Il se serait également agi pour la société ICSB, à la faveur de la reprise de la société par le groupe TESSI, de mettre fin à la pratique ancienne et illicite qui consistait en réalité à rémunérer sous la forme d'une telle prime les heures supplémentaires réalisées par les salariés. Les quinze salariés de la société concernés par cette prime auraient effectué de nombreuses heures supplémentaires pour augmenter leur rendement, le montant de leur prime pouvant alors, certains mois, atteindre des sommes supérieures à leur salaire de base. La société ICSB aurait dans ces conditions préféré ramener la durée de travail à trente-cinq heures et procéder aux embauches nécessaires pour les compenser.
La société ICSB fait valoir qu'en toute hypothèse, Mme [E] ne pouvait s'opposer à la modification intervenue dans les modalités de calcul de la prime, dès lors que, si le principe de cette prime de rendement/productivité était bien contractualisé au profit des quelques salariés appartenant à l'équipe de saisie de jour, les modalités de calcul de la prime résultaient d'un usage d'entreprise qu'elle avait valablement dénoncé après en avoir dûment informé les salariés ainsi que les institutions représentatives du personnel avant d'ouvrir des négociations avec les organisations syndicales qui avaient débouché sur la signature d'un accord collectif du 5 juillet 2007.
Mme [E] aurait vu ainsi son salaire de base réévalué à 1 600 €, correspondant à une augmentation mensuelle de 300 euros. Par ailleurs, la prime de rendement/productivité aurait été calculée selon la cadence de traitement de saisie des chèques. Son montant aurait été compris entre 0 € et 300 € brut par mois, le plafond de 300 € étant garanti pour le premier mois d'application de l'accord (septembre 2007), puis servi jusqu'à la fixation des statistiques permettant de retenir la cadence minimum requise prévue par l'accord collectif.
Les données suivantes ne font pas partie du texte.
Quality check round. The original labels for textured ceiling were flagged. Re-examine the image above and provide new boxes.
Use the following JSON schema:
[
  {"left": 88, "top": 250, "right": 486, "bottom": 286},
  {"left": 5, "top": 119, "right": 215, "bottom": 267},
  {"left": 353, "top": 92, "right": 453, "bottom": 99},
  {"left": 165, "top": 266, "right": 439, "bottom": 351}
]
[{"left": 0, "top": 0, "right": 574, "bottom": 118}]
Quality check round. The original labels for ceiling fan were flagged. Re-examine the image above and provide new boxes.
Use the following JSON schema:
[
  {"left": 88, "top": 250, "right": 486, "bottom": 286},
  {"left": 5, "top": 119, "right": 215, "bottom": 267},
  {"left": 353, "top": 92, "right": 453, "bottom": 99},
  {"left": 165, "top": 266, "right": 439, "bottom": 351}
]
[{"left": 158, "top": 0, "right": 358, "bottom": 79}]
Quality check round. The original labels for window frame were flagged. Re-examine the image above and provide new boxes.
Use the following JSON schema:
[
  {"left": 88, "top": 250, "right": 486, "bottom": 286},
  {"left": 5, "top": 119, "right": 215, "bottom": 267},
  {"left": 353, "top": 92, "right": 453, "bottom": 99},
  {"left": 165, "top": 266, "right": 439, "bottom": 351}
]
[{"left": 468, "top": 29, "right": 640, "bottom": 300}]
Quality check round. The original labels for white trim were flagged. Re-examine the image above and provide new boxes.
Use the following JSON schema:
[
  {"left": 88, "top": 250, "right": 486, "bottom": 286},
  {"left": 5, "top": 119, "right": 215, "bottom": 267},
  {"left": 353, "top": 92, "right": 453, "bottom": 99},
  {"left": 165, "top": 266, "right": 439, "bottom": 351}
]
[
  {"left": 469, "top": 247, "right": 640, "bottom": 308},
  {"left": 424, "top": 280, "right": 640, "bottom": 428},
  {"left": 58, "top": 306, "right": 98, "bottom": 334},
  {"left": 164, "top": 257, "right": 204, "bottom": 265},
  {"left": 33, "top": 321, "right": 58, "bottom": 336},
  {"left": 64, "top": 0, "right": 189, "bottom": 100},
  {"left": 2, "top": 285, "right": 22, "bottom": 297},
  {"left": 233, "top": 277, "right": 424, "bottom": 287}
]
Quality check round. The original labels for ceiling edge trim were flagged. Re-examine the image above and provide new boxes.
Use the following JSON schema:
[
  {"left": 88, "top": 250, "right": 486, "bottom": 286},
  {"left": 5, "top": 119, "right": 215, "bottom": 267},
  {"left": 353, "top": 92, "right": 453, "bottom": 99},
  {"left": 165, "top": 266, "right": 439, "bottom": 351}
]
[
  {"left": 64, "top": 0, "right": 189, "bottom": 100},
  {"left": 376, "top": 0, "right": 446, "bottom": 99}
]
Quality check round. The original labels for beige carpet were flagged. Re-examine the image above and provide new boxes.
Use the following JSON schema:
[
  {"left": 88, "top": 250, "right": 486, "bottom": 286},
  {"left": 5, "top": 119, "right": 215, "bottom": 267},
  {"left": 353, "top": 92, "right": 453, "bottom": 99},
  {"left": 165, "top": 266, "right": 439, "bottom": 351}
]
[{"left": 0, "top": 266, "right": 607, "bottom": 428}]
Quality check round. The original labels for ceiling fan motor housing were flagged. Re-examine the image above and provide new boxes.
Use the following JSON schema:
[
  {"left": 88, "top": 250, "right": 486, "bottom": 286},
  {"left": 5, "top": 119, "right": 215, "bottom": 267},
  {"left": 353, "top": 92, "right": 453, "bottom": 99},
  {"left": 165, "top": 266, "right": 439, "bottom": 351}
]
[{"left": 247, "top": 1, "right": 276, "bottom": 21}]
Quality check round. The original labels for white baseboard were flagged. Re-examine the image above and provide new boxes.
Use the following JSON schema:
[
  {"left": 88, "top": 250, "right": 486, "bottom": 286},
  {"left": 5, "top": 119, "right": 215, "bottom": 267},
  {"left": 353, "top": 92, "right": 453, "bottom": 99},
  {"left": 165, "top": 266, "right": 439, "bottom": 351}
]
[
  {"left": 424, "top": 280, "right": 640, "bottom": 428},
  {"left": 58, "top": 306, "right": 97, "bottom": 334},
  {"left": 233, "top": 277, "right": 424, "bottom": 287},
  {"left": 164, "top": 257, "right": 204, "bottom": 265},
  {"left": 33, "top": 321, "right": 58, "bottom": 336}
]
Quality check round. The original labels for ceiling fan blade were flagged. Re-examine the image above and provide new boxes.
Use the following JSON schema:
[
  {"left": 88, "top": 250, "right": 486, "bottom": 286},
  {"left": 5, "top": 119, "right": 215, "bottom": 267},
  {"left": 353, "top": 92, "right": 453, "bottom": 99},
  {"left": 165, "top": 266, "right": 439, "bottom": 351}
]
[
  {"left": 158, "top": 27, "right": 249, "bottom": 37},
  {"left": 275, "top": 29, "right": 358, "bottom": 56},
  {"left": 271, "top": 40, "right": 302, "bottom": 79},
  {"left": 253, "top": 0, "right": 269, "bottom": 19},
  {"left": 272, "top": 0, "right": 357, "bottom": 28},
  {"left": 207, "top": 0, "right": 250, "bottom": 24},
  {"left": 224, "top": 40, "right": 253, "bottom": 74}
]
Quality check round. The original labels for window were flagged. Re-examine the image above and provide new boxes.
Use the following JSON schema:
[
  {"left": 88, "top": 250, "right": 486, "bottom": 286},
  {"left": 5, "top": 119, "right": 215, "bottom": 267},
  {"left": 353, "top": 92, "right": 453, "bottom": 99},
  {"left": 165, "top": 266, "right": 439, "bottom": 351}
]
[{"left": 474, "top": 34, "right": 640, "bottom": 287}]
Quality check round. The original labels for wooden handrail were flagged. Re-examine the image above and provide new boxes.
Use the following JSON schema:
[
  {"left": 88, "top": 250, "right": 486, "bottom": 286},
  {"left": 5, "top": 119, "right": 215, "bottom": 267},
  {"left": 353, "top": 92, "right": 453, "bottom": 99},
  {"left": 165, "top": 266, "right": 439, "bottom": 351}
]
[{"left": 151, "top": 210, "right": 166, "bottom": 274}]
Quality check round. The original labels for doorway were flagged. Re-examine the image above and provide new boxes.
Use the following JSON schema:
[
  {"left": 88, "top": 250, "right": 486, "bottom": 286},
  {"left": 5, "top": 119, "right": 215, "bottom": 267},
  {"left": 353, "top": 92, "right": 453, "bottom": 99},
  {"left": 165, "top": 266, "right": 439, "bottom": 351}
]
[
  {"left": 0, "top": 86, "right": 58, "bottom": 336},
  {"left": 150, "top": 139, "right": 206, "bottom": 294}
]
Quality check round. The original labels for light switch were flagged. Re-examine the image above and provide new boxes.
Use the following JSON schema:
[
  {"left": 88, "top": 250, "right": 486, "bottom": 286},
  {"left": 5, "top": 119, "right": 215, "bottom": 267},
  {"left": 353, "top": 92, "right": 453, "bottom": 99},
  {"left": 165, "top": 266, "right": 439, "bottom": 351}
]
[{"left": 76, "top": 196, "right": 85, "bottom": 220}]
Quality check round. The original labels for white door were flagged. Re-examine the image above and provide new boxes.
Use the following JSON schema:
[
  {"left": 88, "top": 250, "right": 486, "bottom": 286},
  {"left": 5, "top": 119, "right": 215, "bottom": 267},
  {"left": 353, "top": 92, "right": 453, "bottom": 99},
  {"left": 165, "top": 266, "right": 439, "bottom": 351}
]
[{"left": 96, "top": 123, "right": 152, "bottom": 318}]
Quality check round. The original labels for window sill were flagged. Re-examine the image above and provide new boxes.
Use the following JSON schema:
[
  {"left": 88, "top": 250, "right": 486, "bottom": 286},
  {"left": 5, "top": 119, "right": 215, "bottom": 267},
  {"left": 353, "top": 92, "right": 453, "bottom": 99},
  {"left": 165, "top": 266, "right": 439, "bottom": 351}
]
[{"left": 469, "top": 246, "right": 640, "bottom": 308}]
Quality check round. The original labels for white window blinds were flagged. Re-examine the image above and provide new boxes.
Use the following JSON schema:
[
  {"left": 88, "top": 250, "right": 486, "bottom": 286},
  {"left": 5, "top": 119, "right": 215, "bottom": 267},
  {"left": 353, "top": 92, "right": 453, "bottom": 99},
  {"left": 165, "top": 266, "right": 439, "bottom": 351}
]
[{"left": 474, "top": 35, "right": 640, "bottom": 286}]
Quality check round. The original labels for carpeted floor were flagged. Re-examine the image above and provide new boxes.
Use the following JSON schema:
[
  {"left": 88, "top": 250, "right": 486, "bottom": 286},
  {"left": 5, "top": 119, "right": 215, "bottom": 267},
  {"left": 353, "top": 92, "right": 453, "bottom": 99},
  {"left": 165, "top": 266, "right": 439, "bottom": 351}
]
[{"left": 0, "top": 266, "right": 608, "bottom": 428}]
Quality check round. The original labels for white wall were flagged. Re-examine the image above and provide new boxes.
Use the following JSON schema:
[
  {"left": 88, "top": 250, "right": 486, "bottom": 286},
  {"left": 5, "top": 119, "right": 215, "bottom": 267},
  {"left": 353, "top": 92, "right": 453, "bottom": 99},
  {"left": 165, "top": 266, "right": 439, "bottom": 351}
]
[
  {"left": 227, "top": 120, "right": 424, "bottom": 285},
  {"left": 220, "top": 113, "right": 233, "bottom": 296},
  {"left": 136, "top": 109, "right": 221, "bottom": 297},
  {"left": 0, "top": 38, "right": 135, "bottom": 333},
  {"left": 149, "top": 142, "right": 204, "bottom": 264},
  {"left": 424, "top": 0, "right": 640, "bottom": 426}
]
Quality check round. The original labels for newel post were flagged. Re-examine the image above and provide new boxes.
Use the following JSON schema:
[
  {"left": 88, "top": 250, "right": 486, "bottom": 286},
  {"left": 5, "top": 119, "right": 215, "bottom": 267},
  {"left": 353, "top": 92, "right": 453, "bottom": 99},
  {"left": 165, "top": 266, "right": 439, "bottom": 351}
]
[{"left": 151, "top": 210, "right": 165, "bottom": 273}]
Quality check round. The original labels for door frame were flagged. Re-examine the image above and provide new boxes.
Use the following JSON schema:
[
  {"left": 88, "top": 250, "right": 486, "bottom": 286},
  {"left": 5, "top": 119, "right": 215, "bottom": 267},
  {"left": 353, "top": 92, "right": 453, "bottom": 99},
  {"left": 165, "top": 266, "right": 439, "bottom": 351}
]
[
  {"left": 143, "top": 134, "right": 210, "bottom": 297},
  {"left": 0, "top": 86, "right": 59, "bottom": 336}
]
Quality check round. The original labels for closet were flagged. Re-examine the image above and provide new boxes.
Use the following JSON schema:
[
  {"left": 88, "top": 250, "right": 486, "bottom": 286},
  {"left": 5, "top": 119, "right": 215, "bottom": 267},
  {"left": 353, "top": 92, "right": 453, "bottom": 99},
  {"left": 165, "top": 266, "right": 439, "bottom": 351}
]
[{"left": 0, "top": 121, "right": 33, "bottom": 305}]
La société ICSB précise que seuls trois de la quinzaine de salariés de l'équipe de saisie de jour auraient contesté cette modification et initié une action prud'homale, les autres salariés ayant perçu la prime de productivité selon les modalités fixées par l'accord avant d'accepter la signature d'avenants à leurs contrats de travail leur permettant de déroger par accord particulier individuel aux dispositions conventionnelles de l'accord collectif rendues applicables, en contrepartie d'une augmentation du salaire de base.
Le montant de la prime litigieuse résultant d'un usage, lequel avait été valablement dénoncé, l'employeur soutient qu'était opposable à la salariée l'accord collectif du 5 juillet 2007 négocié conformément aux dispositions de l'article L. 2232-16 du code du travail.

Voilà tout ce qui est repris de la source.